The consideration to be paid to the class members is unconscionable, unfair and grossly inadequate because, among other things: (a) the intrinsic value of the stock of ActivIdentity is materially in excess of $3.25 per share, giving due consideration to the possibilities, of growth and profitability of ActivIdentity in light of its business, earnings and earnings power present and future; (b) the $3.25 per share price is inadequate and offers an inadequate premium to the public stockholders of ActivIdentity; and (c) the $3.25 per share price is not the result of arm's length negotiations but was fixed arbitrarily to "cap" the market price of ActivIdentity, as part of Plan for Assa Abloy to obtain complete ownership of ActivIdentity assets and business at the lowest possible price. Defendants' action in proceeding with the Proposed Acquisition is wrongful, unfair and harmful to ActivIdentity's public stockholders, and will deny them their right to share proportionately in the true value of ActivIdentity' future growth in profits and earnings.
A similar class action complaint was also filed in the U.S. District Court for the District of Delaware.
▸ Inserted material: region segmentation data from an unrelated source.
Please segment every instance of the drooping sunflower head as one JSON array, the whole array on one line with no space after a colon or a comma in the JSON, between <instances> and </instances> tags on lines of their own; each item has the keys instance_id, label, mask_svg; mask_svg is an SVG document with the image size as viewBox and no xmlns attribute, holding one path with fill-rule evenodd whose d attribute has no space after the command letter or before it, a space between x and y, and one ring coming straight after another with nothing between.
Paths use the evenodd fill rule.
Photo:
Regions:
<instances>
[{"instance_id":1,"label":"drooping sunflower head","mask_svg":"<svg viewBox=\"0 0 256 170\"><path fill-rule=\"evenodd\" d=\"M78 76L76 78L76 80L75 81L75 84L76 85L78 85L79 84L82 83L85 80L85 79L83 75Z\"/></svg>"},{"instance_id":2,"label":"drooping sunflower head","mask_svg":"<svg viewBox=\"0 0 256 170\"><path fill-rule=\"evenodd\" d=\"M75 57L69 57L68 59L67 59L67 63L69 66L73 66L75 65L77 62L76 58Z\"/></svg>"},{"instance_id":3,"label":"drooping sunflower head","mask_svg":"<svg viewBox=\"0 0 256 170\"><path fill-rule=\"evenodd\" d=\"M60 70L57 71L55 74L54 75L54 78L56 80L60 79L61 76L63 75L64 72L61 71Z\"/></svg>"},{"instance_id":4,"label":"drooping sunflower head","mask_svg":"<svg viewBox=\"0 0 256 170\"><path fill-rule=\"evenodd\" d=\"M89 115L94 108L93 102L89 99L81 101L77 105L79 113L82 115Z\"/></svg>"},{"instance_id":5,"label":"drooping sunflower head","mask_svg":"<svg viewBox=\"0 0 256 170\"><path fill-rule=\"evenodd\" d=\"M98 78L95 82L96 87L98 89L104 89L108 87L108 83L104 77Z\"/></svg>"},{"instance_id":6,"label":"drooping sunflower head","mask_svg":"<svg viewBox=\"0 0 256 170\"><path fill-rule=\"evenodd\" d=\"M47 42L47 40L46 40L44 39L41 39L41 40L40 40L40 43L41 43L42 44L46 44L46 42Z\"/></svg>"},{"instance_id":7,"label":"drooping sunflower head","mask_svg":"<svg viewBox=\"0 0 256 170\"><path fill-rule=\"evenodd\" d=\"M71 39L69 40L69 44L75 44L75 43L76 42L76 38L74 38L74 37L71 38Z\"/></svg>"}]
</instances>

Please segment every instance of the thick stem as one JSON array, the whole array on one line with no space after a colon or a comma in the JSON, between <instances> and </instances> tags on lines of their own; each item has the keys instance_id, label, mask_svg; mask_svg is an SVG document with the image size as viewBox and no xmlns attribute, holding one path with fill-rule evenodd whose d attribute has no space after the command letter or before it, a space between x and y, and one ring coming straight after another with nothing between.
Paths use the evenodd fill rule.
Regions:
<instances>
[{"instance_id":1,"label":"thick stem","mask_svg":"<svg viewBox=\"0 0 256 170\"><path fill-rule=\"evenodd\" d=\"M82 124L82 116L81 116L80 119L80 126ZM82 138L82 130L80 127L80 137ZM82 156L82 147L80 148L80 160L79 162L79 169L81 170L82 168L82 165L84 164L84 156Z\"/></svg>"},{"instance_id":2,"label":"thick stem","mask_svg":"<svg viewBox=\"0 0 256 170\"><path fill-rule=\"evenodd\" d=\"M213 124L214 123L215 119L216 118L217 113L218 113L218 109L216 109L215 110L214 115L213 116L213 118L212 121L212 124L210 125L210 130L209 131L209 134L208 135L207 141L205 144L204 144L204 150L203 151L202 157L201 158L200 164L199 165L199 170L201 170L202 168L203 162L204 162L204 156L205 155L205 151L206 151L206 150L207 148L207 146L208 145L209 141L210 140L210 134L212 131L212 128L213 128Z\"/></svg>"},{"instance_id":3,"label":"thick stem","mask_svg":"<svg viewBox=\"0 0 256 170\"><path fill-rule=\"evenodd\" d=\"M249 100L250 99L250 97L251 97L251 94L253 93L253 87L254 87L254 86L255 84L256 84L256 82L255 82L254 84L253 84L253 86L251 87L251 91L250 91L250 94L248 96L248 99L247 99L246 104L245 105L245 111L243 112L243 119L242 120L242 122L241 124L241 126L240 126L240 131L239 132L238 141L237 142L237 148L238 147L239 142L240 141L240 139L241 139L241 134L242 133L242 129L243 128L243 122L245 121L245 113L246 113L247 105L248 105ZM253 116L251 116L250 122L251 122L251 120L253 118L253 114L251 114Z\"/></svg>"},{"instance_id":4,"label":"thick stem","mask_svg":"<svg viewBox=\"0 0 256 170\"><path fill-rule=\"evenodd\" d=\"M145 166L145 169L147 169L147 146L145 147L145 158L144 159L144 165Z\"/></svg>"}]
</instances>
According to the Company's Form 10-K for the fiscal year ended September 30, 2010, beginning on October 12, 2010, several putative class action lawsuits were filed purportedly on behalf of ActivIdentity's stockholders in the Superior Court of Alameda County, California, the Delaware Chancery Court, the United States District Court for Northern California and the United States District Court in Delaware. The complaints name ActivIdentity and each member of the ActivIdentity Board as defendants. The lawsuits allege a variety of claims, including that our board members breached fiduciary duties owed to ActivIdentity stockholders by failing to engage in a fair process and failing to maximize stockholder value in approving the Merger. Several of the complaints also allege that ActivIdentity aided and abetted the members of the ActivIdentity Board in the alleged breach of their fiduciary duties. The Plaintiffs seek relief that includes, among other things, an injunction prohibiting the consummation of the Merger, rescission—to the extent the Merger terms have already been implemented, and the payment of plaintiffs' attorneys' fees and costs. On December 9, 2010, ActivIdentity and the defendants in a number of the actions entered into a memorandum of understanding which provides for the settlement and dismissal with prejudice of such actions, subject to customary conditions, including completion of appropriate settlement documentation, consummation of the merger and all necessary court approvals.
On March 2, 2011, the plaintiff filed a notice voluntarily dismissing the action without prejudice.